Prenant la parole, l'ambassadeur du Sénégal à Rabat, Amadou Sow, dont le pays est l'invité d'honneur de cette édition, s'est réjoui de cet hommage qui, a-t-il insisté, vient consolider l'excellence des relations qui lient les deux pays frères.

Les relations bilatérales ne cessent de se développer et de se renforcer à tous les niveaux sous la conduite éclairée de S.M. le Roi Mohammed VI et du Président sénégalais, a tenu à souligner Amadou Sow.

La cérémonie d'ouverture, ponctuée par des spectacles donnés par une troupe folklorique sénégalaise, a été marquée par la remise du trophée du Festival au délégué général du Festival panafricain de Ouagadougou (Fespaco), Michel Ouedraogo.

A cette occasion, les 14 films africains en lice pour décrocher le «Prix Ousmane Sembène» ont été présentés lors de cette soirée marquée par la présence de plusieurs invités de marque nationaux et internationaux, de critiques de cinéma, ainsi que de représentants de médias écrits et audiovisuels nationaux et étrangers.

Outre le Maroc, ces longs-métrages représentent 12 pays, en l'occurrence le Sénégal, le Cameroun, la Côte d'Ivoire, la Tunisie, l'Algérie, la Guinée-Conakry, le Burkina-Faso, l'Ethiopie, le Mali, le Niger, la Mauritanie et l'Egypte.

Il s'agit des films marocains «L'écharpe Rouge» de Mohammed Lyounsi et «L'orchestre des Aveugles» de Mohamed Mouftakir, de «El Ziara (Lune Noire)» de Nawfel Saheb-Ettaba (Tunisie), de «Claire/L'enfant de l'amour» de Mary-Noél Niba (Cameroun), de «J'ai 50 ans» de Djamel Azizi (Algérie) et de «Morbayassa-Le Serment de Koumba» de Cheikh Fantamady Camara (Guinée-Conakry).

Les films «L'œil du Cyclone» du metteur en scène Sékou Traoré (Burkina-Faso), «Timbuktu» de Abderrahmane Sissako (Mauritanie), «Prix de l'Amour» de Hermon Hailay (Ethiopie), «Cairo's Time» de Amir Ramssis (Egypte), «Les Etoiles» de Dyana Gaye (Sénégal), «Render To Ceaser» de Desmond Ovbiagele (Niger), «Rapt A Bamako» de Cheick Oumar Sissoko (Mali) et «Braquage à l'Africaine» de Owell Brown (Côte d'Ivoire) font également partie des films en compétition.

Le jury, devant départager les films en compétition, a été également présenté. Présidé par le producteur, scénariste et réalisateur français Jacques Dorfmann, le jury est composé de sept membres du Maroc, des Etats-Unis, du Canada, d'Afrique du Sud et d'Egypte.
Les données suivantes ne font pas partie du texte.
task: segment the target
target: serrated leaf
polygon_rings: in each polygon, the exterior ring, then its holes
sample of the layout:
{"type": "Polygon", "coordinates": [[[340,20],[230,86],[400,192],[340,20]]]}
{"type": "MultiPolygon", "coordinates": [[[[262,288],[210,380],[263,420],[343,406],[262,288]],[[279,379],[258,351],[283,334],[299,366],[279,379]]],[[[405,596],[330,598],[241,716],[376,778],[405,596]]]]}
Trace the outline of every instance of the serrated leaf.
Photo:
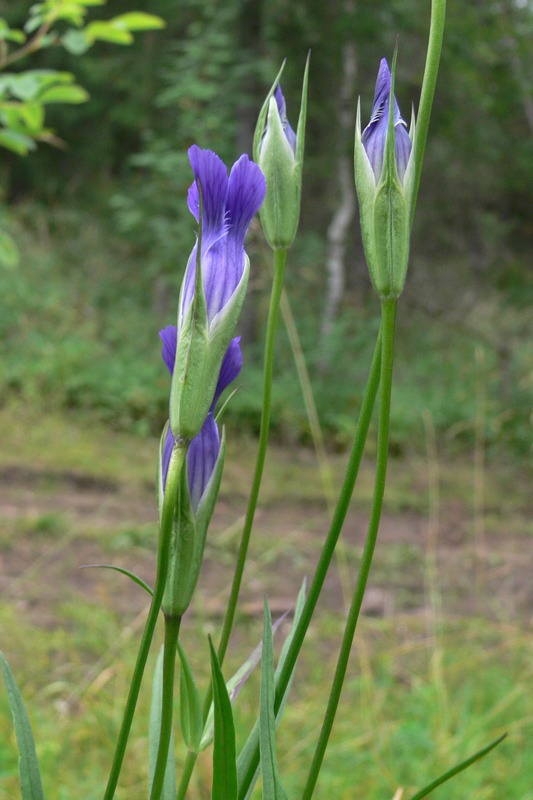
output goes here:
{"type": "Polygon", "coordinates": [[[180,675],[180,721],[185,744],[194,753],[199,752],[204,721],[202,703],[194,681],[187,656],[178,640],[178,653],[181,663],[180,675]]]}
{"type": "Polygon", "coordinates": [[[265,597],[259,710],[259,750],[261,754],[261,770],[263,773],[263,800],[287,800],[287,792],[281,782],[278,772],[278,759],[276,756],[275,697],[276,685],[274,682],[272,618],[270,616],[268,601],[265,597]]]}
{"type": "Polygon", "coordinates": [[[411,798],[409,798],[409,800],[422,800],[423,797],[427,797],[438,786],[442,786],[443,783],[449,781],[450,778],[454,777],[454,775],[457,775],[459,772],[462,772],[464,769],[469,767],[475,761],[478,761],[480,758],[483,758],[483,756],[486,756],[487,753],[490,753],[490,751],[493,750],[495,747],[497,747],[500,744],[500,742],[502,742],[505,739],[506,736],[507,734],[504,733],[503,736],[500,736],[494,742],[487,745],[487,747],[484,747],[482,750],[479,750],[473,756],[470,756],[470,758],[461,761],[460,764],[457,764],[456,767],[453,767],[452,769],[448,770],[448,772],[445,772],[443,775],[440,776],[440,778],[437,778],[436,780],[429,783],[426,787],[424,787],[424,789],[420,789],[420,791],[416,792],[416,794],[414,794],[411,798]]]}
{"type": "Polygon", "coordinates": [[[86,53],[91,44],[87,41],[84,31],[71,29],[61,37],[61,44],[73,56],[81,56],[86,53]]]}
{"type": "Polygon", "coordinates": [[[233,711],[217,654],[209,637],[211,674],[215,701],[212,800],[237,800],[237,753],[233,711]]]}
{"type": "Polygon", "coordinates": [[[148,592],[150,597],[153,595],[153,589],[150,589],[147,583],[143,581],[142,578],[139,578],[138,575],[135,575],[133,572],[130,572],[128,569],[124,569],[124,567],[115,567],[114,564],[84,564],[80,569],[113,569],[115,572],[120,572],[122,575],[127,575],[128,578],[131,578],[137,586],[140,586],[142,589],[148,592]]]}
{"type": "Polygon", "coordinates": [[[2,672],[9,698],[9,705],[13,713],[15,733],[19,750],[20,788],[22,800],[44,800],[41,771],[35,750],[35,740],[31,728],[30,718],[17,688],[13,674],[3,653],[2,672]]]}
{"type": "Polygon", "coordinates": [[[119,14],[109,20],[113,25],[118,25],[127,31],[149,31],[165,27],[165,21],[155,14],[146,14],[144,11],[129,11],[119,14]]]}
{"type": "Polygon", "coordinates": [[[0,145],[19,156],[25,156],[30,150],[35,150],[37,147],[29,136],[7,128],[0,130],[0,145]]]}
{"type": "Polygon", "coordinates": [[[96,40],[112,44],[131,44],[133,42],[133,36],[128,30],[118,28],[111,22],[91,22],[85,28],[85,35],[91,44],[96,40]]]}
{"type": "Polygon", "coordinates": [[[20,253],[13,237],[0,231],[0,265],[6,269],[14,269],[19,262],[20,253]]]}
{"type": "Polygon", "coordinates": [[[39,96],[41,103],[86,103],[89,93],[82,86],[51,86],[39,96]]]}
{"type": "MultiPolygon", "coordinates": [[[[150,792],[154,782],[155,765],[157,762],[157,752],[159,750],[159,735],[161,732],[161,706],[163,700],[163,653],[164,648],[157,657],[155,665],[154,680],[152,683],[152,703],[150,706],[149,722],[149,742],[148,742],[148,781],[150,792]]],[[[176,798],[176,759],[174,755],[174,732],[170,734],[170,746],[168,748],[168,761],[165,769],[165,779],[161,800],[175,800],[176,798]]]]}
En outre, l'édition de cette année prévoit un programme aussi riche que varié avec au menu notamment la projection des films en compétition officielle pour le «Prix Ousmane Sembène», le «Prix Mohamed Bastaoui» pour la meilleure interprétation masculine, en hommage au regretté comédien marocain, ainsi que le prix parallèle «Cinephilia-Don Quichotte».

Le génie cinématographique féminin n'est pas en reste, le festival s'offrant une opportunité pour mettre en valeur la présence distinguée de la femme africaine dans le 7e art. Raison pour laquelle, cette édition verra la participation de trois réalisatrices représentant le Cameroun, le Sénégal et l'Ethiopie.

Au programme figure aussi une conférence sous le thème «Quel est l'intérêt des festivals de cinéma africains ?» qui sera animée par une pléiade de représentants de festivals de cinéma africain de renom, parmi lesquels «Les journées cinématographiques de Carthage», le Fespaco (Burkina-Faso) et Vues d'Afrique (Canada).

Des hommages seront de même rendus, lors de cette 18e édition du FCAK, à nombre de cinéastes marocains et étrangers.